Created by brothers Joe and Tony Gayton (who co-wrote the Dwayne Johnson film "Faster" — subtitled "Slow justice is no justice"), it takes its cues more from the movies than from life. Never, in the episodes I watched, did I feel as if I were actually seeing how a railroad got built, and sometimes it took a bit of squinting not to see the characters as actors in a field, reading lines. Still, for all the unlikely things the Gaytons make happen in order to get their characters into place, and the dogged refusal of a couple of those characters to become interesting at all, the show gathers steam as it goes on.

If the grim ex-Confederate played by Anson Mount seems at first so much a particular type that he might as well have been wearing a poncho and smoking a cigar — he has the cigar, in fact — he develops with time into something more complex and, oddly, less sympathetic. He gets enough movements of selflessness and bravery to keep him functioning as a hero, but he still carries around the prejudices of his kind. As a freed slave who becomes the Confederate's reluctant confederate, Common is hobbled at first by having to represent a racial rather than a personal experience, though this, too, looks likely to change.

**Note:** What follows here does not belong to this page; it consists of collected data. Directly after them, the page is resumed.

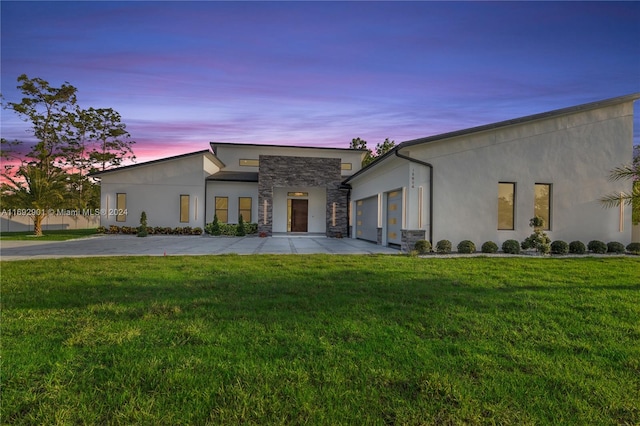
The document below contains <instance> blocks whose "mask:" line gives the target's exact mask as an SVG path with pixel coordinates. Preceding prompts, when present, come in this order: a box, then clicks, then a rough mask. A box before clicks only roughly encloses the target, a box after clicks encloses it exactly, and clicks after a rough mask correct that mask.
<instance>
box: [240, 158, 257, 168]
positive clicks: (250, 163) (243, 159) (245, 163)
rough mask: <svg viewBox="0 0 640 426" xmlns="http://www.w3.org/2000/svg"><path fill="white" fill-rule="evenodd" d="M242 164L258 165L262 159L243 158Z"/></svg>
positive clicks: (248, 166) (241, 164) (241, 159)
mask: <svg viewBox="0 0 640 426" xmlns="http://www.w3.org/2000/svg"><path fill="white" fill-rule="evenodd" d="M240 165H241V166H244V167H258V166H259V165H260V161H259V160H250V159H246V158H241V159H240Z"/></svg>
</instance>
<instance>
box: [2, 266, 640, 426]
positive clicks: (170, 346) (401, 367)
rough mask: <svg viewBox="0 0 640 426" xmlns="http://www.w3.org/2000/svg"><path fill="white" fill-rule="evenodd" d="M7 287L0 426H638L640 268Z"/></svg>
mask: <svg viewBox="0 0 640 426" xmlns="http://www.w3.org/2000/svg"><path fill="white" fill-rule="evenodd" d="M1 268H2V269H1V272H2V289H1V290H2V294H1V296H2V329H1V331H2V358H1V359H2V365H1V372H2V406H1V410H2V412H1V414H2V418H1V419H0V423H1V424H149V425H156V424H165V425H176V424H195V425H201V424H212V425H213V424H215V425H218V424H234V425H235V424H312V425H317V424H326V425H340V424H345V425H351V424H372V425H376V424H380V425H384V424H402V425H405V424H505V425H508V424H514V425H523V424H550V425H557V424H575V425H585V424H589V425H594V424H595V425H599V424H602V425H609V424H610V425H616V424H618V425H637V424H640V259H639V258H628V257H627V258H625V257H615V258H565V259H548V258H547V259H545V258H497V257H490V258H452V259H441V258H426V259H425V258H416V257H409V256H330V255H316V256H291V255H290V256H266V255H265V256H196V257H191V256H190V257H128V258H95V259H51V260H34V261H15V262H2V263H1Z"/></svg>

The dialogue runs a gamut from the realistically offhanded to didactic speechifying to the weirdly stiff, and the actors suffer or thrive to the degree they're forced to cart around big ideas or simply to get on with their lives. This means that some of the best work is done around the edges. Especially convincing are tall, sepulchral Christopher Heyerdahl as "The Swede" (the joke is he's Norwegian), who runs the town for Duncan; Phil Burke as the sweeter and less mercenary of two entrepreneurial Irish brothers; and Robin McLeavy as a prostitute with an Indian tattoo on her chin. It took me a while to recognize Ted Levine (from "Monk") behind a thicket of whiskers as the camp foreman, but it is always good to see even a little bit of Ted Levine.